Kelayakan diukur dari tingkat indeks pembangunan manusia suatu daerah, kemampuan fiskal daerah yang kuat serta siap secara sosial. Jika tidak seperti itu, dikhawatirkan akan muncul berbagai masalah, seperti politik uang atau kampanye hitam yang berpotensi memecah belah bangsa. Biasanya hal itu terjadi karena kurangnya kesadaran dan pengetahuan tentang politik pada diri masyarakat.
Menanggapi wacana yang diusulkan Tito, Anggota Komisi II DPR, Teddy Setiadi, menilai urgensi besar yang perlu diperbaiki pemerintah adalah soal pendidikan politik masyarakat, khususnya di daerah. Sebab, munculnya bejibun persoalan dalam pilkada dikarenakan minimnya pengetahuan tentang politik. Minimnya pengetahuan meniscayakan kurangnya kesadaran, termasuk kesadaran bahwa politik uang itu adalah sebentuk pelanggaran norma.

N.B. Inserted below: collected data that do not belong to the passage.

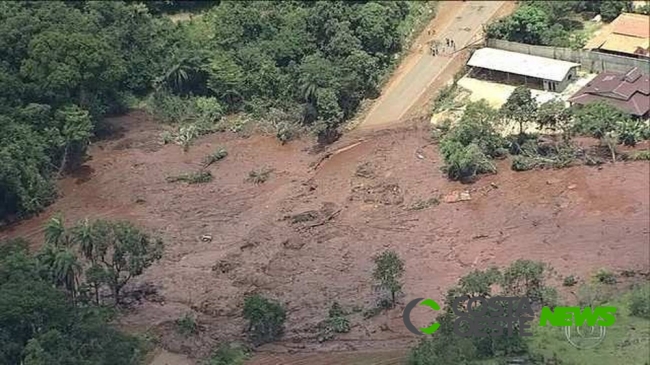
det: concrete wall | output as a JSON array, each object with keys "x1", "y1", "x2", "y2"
[{"x1": 487, "y1": 39, "x2": 650, "y2": 75}]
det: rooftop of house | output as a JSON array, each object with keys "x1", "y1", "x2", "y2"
[{"x1": 568, "y1": 67, "x2": 650, "y2": 116}]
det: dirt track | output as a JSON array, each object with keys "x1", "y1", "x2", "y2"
[
  {"x1": 361, "y1": 1, "x2": 506, "y2": 129},
  {"x1": 2, "y1": 112, "x2": 648, "y2": 364}
]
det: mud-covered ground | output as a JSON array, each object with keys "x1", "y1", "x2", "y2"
[{"x1": 2, "y1": 111, "x2": 648, "y2": 364}]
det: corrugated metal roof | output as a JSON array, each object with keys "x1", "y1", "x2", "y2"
[{"x1": 467, "y1": 48, "x2": 581, "y2": 82}]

Untuk itu, politikus Partai Keadilan Sejahtera ini meminta pemerintah mengevaluasi dan memperbaiki pendidikan politik bangsa.
“Pertama perlu dievaluasi adalah pendidikan politik kita masih rendah, usaha pendidikan politik yang sudah dilakukan oleh pemerintah dan penyelenggara pemilu seperti apa? Juga pengawasan kepada peserta pemilu bagaimana? Agar kekhawatiran berubahnya bentuk kecurangan yang terjadi dalam pilkada langsung maupun tidak langsung dapat diantisipasi, bukan sebagai upaya untuk menguntungkan kelompok-kelompok tertentu," kata Teddy kepada TeropongSenayan, Kamis (25/6).
TEROPONG JUGA:
> KPU Gelar Simulasi Pilkada Bulan Juli, Teddy Tekankan Pentingnya Protokol Kesehatan
Menurut Teddy, munculnya usulan pilkada asimetris ini karena masih banyak masyarakat yang belum siap dan tidak dipersiapkan dalam menghadapi pemilu langsung. Sementara pilkada asimetris sendiri nantinya memungkinkan terjadi perbedaan pelaksanaan mekanisme pilkada antar daerah.
Di awamnya pengetahuan masyarakat soal politik, Teddy mengungkapkan peserta pemilu atau tim kampanye calon pemimpin daerah juga malah mendidik para pemilih dengan pendidikan politik yang burik, seperti money politic, black campaign, dan upaya-upaya yang dinilai tidak baik lainnya kepada masyarakat.
Padahal, selama ini masyarakat ingin ikut andil dalam menentukan pemimpin atau perwakilannya, tetapi karena pendidikan politik yang tidak baik dari peserta pemilu itu akibatnya masyarakat sendiri yang menjadi korban.
"Jadi kalau suatu daerah dinilai kurang siap untuk pemilu langsung mau sampai kapan dibiarkan tidak siap? Jangan-jangan nanti akan dibiarkan terus supaya menguntungkan segelintir orang. Itu yang menurut saya harus dievaluasi,” Pungkas legislator dari tanah Pasundan ini.